C solution 2: Don't over-allocate #406

tjol · 2021-07-13T18:07:46Z

Description

C solution 2 was allocating 8x the space required.

Contributing requirements

I read the contribution guidelines in CONTRIBUTING.md.
I placed my solution in the correct solution folder.
I added a README.md with the right badge(s).
I added a Dockerfile that builds and runs my solution.
I selected drag-race as the target branch.
All code herein is licensed compatible with BSD-3.

rbergen · 2021-07-13T18:15:47Z

Tagging @danielspaangberg and allowing time so they can review and respond to this PR on their original solution, if they want to do so.

danielspaangberg · 2021-07-13T19:20:58Z

Thanks @tjol for noticing and @rbergen for notifying me.
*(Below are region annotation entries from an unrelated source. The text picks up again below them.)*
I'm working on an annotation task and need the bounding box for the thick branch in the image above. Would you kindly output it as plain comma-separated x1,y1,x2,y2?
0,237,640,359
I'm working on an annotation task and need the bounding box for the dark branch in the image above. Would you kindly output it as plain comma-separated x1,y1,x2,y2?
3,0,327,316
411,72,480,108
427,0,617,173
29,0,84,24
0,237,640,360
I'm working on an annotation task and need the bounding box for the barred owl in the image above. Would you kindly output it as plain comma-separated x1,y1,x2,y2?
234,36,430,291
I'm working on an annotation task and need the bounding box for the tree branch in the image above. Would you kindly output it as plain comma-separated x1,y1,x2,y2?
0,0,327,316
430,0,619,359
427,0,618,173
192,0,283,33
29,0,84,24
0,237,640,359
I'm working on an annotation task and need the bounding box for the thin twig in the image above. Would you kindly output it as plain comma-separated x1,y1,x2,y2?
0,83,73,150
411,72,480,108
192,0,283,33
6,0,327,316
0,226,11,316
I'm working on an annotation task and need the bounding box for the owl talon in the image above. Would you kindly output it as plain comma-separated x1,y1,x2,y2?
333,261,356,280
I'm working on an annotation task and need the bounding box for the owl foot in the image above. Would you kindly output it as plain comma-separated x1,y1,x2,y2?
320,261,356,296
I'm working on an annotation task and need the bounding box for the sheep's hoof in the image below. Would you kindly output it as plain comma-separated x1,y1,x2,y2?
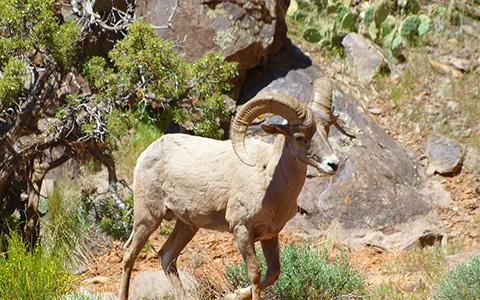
225,287,252,300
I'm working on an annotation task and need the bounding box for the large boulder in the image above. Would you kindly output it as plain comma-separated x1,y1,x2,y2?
240,46,435,248
135,0,290,81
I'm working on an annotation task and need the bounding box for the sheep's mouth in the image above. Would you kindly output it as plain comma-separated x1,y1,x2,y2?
307,154,341,175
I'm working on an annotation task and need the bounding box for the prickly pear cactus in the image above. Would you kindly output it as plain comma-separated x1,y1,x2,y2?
303,27,322,43
417,15,430,36
363,6,375,26
373,0,390,28
368,22,378,41
400,16,420,37
340,12,355,31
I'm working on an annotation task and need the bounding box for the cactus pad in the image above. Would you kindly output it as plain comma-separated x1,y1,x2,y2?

You're right, I allocate 8 times as much as needed, but I think your solution needs to be changed slightly. For example for 1'000'000 integers and a 64 bit storage your code would allocate 7812 uint64_t, but they only hold 499968 bits. So I think your solution is good, but there should be (maxints+16*sizeof(TYPE)-1)/16/sizeof(TYPE).

tjol · 2021-07-13T19:27:34Z

You're right, of course.

danielspaangberg · 2021-07-13T19:38:59Z

@tjol That looks good to me! @rbergen - is any action required by me at this point?

rbergen · 2021-07-13T19:41:12Z

@danielspaangberg No, you've done an excellent job by responding so quickly and being so eagle-eyed. Thank you!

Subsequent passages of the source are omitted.